Yarmuth: Bevin's 'very devious attempt' to force the feds to disapprove Medicaid waiver

06/29/2016 04:12 PM

It’s no secret that not everyone is a fan of Gov. Matt Bevin’s plan to change the healthcare delivery model for those on Medicaid, but U.S. Rep. John Yarmuth says the Republican governor is actively trying to put forward a plan he’s knows can’t be approved.

Kentucky’s lone Democratic Congressman is “furious” with Bevin’s administration over the “very devious attempt” to change healthcare.

“What they’ve done is come up with a plan that cannot possibly be approved by [Centers for Medicare and Medicaid Services],” he said in an interview with Pure Politics. “They have poison pills in there … One is work requirement, you cannot have a work requirement in Medicaid that’s the nature of the program — it’s for the indigent or relatively indigent.”

The Center for Budget and Policy Priorities, a progressive think tank, agrees with Yarmuth that the point of the program is to match people with health coverage who would not normally be able to afford it.

“In fact, work isn’t a requirement in any other health coverage program — individuals who get tax credits to help buy health coverage through the marketplace don’t have to work, nor do people who enroll in health coverage that their spouse’s employer offers,” Jessica Schubel from CBPP wrote in May of 2015.

Bevin’s plan for Medicaid is essentially to model health coverage for those on Medicaid after the state’s insurance plan for public employees, minus dental and vision coverage.

Yarmuth says the changes he’s put in place inside the plan will make it unacceptable for CMS to approve, and Bevin has already warned that he would repeal expanded Medicaid if CMS denied the state’s Medicaid waiver application.

Gov.
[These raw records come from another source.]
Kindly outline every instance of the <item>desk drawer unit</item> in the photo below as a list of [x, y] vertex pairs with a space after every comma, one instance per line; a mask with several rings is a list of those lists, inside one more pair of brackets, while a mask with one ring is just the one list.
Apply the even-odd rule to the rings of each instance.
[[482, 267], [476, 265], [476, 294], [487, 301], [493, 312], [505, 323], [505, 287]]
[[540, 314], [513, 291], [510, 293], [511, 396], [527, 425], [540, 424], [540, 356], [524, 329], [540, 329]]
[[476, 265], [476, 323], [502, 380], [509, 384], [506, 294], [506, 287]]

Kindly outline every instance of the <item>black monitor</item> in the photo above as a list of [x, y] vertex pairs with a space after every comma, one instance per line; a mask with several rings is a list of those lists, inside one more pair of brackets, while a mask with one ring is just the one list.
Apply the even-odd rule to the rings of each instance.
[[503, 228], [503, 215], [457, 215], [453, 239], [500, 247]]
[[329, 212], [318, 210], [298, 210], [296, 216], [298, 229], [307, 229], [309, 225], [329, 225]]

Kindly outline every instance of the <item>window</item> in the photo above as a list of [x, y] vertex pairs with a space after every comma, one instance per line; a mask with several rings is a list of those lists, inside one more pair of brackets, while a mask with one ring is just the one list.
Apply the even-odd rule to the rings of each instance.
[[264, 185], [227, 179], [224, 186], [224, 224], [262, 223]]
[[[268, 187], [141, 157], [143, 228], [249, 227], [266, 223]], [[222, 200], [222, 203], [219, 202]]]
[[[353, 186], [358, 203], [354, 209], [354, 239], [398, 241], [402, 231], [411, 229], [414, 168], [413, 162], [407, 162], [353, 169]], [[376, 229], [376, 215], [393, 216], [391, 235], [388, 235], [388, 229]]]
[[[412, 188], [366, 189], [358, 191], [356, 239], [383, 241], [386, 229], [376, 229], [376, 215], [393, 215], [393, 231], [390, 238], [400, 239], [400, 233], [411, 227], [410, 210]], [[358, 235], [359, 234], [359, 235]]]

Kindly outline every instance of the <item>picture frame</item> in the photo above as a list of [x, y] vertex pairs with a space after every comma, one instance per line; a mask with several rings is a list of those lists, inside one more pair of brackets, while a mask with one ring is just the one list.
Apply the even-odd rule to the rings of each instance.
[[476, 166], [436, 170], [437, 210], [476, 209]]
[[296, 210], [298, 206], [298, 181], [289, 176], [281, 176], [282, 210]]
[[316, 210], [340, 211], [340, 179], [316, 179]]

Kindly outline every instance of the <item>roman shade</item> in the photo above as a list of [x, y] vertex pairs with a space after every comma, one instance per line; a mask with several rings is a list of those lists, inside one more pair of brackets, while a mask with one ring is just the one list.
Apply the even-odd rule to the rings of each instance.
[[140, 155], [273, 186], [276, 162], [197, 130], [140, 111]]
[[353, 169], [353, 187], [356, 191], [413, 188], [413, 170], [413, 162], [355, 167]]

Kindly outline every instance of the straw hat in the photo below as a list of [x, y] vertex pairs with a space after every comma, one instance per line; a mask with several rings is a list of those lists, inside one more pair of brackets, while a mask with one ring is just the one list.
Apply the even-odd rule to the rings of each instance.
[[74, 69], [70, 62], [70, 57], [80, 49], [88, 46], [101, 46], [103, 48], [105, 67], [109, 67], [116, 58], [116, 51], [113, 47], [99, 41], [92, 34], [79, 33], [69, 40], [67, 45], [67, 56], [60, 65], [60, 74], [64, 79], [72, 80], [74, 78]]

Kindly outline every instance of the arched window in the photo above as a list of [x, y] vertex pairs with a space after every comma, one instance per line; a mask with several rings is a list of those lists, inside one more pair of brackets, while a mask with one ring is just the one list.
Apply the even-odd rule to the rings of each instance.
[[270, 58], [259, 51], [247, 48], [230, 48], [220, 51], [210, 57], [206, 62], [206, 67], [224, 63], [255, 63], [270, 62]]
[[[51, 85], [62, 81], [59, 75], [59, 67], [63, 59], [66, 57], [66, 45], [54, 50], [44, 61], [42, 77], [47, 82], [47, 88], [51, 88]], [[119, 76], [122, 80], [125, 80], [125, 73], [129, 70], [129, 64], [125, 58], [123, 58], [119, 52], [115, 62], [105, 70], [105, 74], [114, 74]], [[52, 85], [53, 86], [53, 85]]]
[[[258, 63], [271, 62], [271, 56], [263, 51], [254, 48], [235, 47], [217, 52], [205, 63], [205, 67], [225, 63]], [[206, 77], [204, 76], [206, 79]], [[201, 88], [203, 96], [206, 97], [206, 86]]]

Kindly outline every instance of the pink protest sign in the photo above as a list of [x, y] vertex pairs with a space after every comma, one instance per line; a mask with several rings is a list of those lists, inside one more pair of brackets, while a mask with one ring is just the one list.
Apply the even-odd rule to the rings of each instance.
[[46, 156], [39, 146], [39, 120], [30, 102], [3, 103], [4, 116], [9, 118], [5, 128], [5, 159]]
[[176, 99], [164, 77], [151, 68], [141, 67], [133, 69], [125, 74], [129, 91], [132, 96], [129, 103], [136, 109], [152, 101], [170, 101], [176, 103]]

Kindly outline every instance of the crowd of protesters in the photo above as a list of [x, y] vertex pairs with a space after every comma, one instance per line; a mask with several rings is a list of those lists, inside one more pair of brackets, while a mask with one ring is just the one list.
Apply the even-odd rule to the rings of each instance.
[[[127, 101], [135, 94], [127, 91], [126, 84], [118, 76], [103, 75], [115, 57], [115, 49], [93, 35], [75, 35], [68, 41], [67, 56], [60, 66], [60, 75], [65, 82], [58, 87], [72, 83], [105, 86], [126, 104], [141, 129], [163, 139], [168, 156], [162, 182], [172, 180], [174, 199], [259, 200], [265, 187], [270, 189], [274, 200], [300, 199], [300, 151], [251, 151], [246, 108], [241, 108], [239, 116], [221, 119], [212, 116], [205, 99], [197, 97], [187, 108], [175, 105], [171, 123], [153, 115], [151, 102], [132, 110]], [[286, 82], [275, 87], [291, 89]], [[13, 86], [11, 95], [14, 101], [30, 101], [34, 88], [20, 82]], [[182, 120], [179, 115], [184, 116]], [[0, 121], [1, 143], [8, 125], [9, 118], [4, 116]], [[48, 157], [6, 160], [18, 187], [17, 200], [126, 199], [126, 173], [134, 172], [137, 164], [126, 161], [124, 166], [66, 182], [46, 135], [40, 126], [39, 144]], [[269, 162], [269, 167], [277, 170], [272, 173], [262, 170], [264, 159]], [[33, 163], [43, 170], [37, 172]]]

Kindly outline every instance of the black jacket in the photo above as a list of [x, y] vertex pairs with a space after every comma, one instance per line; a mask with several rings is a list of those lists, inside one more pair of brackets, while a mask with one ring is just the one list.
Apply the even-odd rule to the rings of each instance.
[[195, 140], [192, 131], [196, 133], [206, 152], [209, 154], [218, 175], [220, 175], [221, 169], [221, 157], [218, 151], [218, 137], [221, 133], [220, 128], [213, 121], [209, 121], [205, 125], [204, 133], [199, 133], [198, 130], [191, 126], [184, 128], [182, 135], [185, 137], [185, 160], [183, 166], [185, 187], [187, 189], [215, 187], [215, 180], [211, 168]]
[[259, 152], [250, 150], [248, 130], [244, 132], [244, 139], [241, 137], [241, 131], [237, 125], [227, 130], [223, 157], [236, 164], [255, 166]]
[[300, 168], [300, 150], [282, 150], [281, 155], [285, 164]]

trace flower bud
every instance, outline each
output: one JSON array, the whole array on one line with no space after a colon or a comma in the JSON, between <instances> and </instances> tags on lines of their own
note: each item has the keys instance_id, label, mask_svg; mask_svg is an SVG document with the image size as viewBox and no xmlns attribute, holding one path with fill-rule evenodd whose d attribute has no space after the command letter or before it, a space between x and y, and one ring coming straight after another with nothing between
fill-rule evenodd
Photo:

Steve Beshear expanded Medicaid eligibility via executive order in 2013.

“I think he just wants to blame the Obama Administration for forcing him to roll back the Medicaid expansion,” Yarmuth said. “I think that is his ultimate goal. That’s what he said he would do on the campaign. And this gives him a way to do it with less political push back.

“I hope that the people of Kentucky figure out what he’s doing and don’t let him get away with it.”

Bevin’s press secretary Amanda Stamper told Pure Politics that the administration is confident the federal government will approve their waiver.

“We are confident that CMS will approve this innovative Medicaid waiver that will set Kentucky on a path to improve the health of our citizens and encourage self-sufficiency,” Stamper said in a statement sent to Pure Politics. “It’s unfortunate that Yarmuth is politicizing the process.”

One point that Yarmuth did compliment Bevin on was the proposal to use Medicaid dollars for pilot projects in 10 to 20 counties for drug addiction services.

Part of the project would also expand the eligibility for short-term treatment at institutions for mental disease to Medicaid recipients.